I see children behaving like this everyday and I'm saying that taking them away from the situation is valid in showing them how to behave in it. Autism doesn't stop a child being able to learn what's appropriate and short of excluding children physically from the classroom, movement within the room and seeing that they won't be included without following certain rules is effective. With no diagnosis of an issue, and improvement of behaviour with discipline, there's not really an argument.

Blurting things out might sound relatively harmless and is often attributed to one developmental disorder or another, but without often in a classroom it is to gain attention/status/power over others.

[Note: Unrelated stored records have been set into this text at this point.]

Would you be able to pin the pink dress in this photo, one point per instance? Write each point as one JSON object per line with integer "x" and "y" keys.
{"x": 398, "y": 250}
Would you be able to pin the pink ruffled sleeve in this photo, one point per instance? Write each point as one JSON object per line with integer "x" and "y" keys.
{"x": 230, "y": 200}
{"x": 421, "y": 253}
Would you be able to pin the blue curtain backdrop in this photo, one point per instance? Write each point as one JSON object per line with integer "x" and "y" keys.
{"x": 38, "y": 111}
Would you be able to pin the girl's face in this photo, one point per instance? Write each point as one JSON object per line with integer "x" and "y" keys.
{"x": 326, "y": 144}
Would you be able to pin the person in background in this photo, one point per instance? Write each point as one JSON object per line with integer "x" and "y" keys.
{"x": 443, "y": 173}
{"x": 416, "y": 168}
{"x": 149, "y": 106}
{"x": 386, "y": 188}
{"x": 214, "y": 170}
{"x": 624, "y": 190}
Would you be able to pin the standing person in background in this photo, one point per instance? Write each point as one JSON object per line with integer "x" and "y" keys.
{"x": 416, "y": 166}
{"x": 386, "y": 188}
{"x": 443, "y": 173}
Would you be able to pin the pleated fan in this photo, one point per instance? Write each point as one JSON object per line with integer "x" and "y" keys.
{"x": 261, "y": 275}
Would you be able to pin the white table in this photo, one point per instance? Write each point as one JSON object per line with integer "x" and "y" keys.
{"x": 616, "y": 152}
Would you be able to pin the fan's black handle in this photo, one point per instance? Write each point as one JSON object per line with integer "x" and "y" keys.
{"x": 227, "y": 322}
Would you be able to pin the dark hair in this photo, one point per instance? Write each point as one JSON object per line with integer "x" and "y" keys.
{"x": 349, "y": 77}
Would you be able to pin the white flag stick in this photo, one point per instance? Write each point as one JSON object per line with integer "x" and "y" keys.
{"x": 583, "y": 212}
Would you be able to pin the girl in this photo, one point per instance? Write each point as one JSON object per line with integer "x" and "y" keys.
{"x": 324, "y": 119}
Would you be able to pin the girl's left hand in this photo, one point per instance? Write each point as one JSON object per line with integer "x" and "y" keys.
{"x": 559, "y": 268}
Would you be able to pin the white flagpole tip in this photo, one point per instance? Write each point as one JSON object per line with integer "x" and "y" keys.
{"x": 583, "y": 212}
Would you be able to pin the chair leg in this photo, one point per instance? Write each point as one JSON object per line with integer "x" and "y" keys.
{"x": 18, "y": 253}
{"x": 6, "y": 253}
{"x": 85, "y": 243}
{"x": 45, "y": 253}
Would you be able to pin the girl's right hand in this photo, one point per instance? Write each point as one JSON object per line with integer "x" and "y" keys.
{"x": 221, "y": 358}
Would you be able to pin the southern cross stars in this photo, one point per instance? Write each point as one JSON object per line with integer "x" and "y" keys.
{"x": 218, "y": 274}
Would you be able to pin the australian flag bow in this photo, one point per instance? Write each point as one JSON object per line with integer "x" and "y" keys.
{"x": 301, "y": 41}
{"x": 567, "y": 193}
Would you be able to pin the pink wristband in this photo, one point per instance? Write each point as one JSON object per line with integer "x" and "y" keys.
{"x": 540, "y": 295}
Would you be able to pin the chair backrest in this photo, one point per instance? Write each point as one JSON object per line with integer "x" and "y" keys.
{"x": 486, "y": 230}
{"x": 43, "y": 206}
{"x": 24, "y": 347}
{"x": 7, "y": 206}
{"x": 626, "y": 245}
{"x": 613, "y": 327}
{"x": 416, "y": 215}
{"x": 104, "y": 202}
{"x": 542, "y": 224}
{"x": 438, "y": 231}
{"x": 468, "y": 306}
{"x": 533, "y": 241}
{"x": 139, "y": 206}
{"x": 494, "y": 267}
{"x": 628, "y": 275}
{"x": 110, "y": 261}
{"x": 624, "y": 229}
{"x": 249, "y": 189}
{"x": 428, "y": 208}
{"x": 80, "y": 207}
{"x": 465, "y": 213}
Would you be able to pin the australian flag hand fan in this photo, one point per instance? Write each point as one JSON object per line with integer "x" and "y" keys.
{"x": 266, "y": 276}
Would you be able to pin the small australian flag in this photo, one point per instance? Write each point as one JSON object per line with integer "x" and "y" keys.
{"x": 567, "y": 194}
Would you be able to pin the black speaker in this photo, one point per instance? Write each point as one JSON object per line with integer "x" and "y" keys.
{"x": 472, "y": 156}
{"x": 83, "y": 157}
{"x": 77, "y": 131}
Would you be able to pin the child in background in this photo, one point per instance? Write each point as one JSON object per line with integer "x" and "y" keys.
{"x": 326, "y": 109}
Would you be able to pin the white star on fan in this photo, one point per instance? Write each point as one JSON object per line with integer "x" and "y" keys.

It can mostly be helped and 'low level' things like this must be addressed otherwise masses of time is wasted, children miss explanations, the whole class don't get chance to be challenged or think for themselves, the teacher can't as accurately judge understanding of everyone and it's reinforced for the disruptive child that by being vocal they can get their own way above others.

NewName122 · 16/09/2023 12:56

brightdayloomingdark · 16/09/2023 12:35

It was normal when I was that age, four decades ago, but not now. And those reasons fidgeting and not putting his hand up, are appalling. I would not be happy. Those reasons weren’t used for punishment even in my day!

They are now. In my sons school anyway.

Nanny0gg · 16/09/2023 12:56

twokidstwowheels · 16/09/2023 10:46

To add... this is my son's first year with this teacher and the teacher's first year in this small village school. He has had school phobia in the past and only by working closely with a very wonderful teacher, to unravel the damage done by the bad one before her, were we able to get him back to school full-time last year, so this is really triggering for him and he is starting to show signs of refusal again (having a sore throat, can't find shoes/socks so can't go, etc.) so we can't let this go.

It's designed to humiliate.

Unacceptable

Onelifeonly · 16/09/2023 12:57

Children at my school are sometimes asked to stand near the fence or edge of the playground as a time out. That's not the same as facing a wall. They can see what is going on around them but can't play or interact with others.

Tempone · 16/09/2023 12:57

I doubt that standing facing a wall is going to lead to trauma...

No offence, but you have no idea what causes trauma, as its very individual and depends on the context, what may be fine for you may be traumatic for others. Op has already said her son has had previous bad experiences in school, so potentially yes, this may cause trauma.

sunnyseed · 16/09/2023 12:58

This was a punishment used by at the first school I went to - in the 1980s. I didn’t hear the teacher ask me to do something and they made me stand facing the wall in the lunch hall while all the other pupils were sat eating their lunch. I was only around 6 years old. If this happened at my childrens’ school I would be really upset. It’s designed to degrade and humiliate the child. It’s cruel and out dated.

Looble · 16/09/2023 12:59

My kids (very touchy feely) state primary school in the UK makes kids face the wall in the playground if they've misbehaved during break! And if they misbehave in class they are sent to another class. Yes it's probably embarrassing but that's sort of the point of any punishment, no? If a child is disrupting the learning of others there needs to be some action taken.

With regards to challenging the French system of discipline, you are tilting at windmills. It's a tough system and very unsympathetic to special needs of any description. If you approach the mayor the only consequence will be a good laugh at the crazy English lady. It's far from ideal I agree, but that's what you sign up for if you move to a small french village.

For context, my (french) primary school 45 years ago had teachers lifting kids up by their ears, and punishment was being locked in a cupboard. Others my age were slapped and smacked by teachers. So things are better than they were!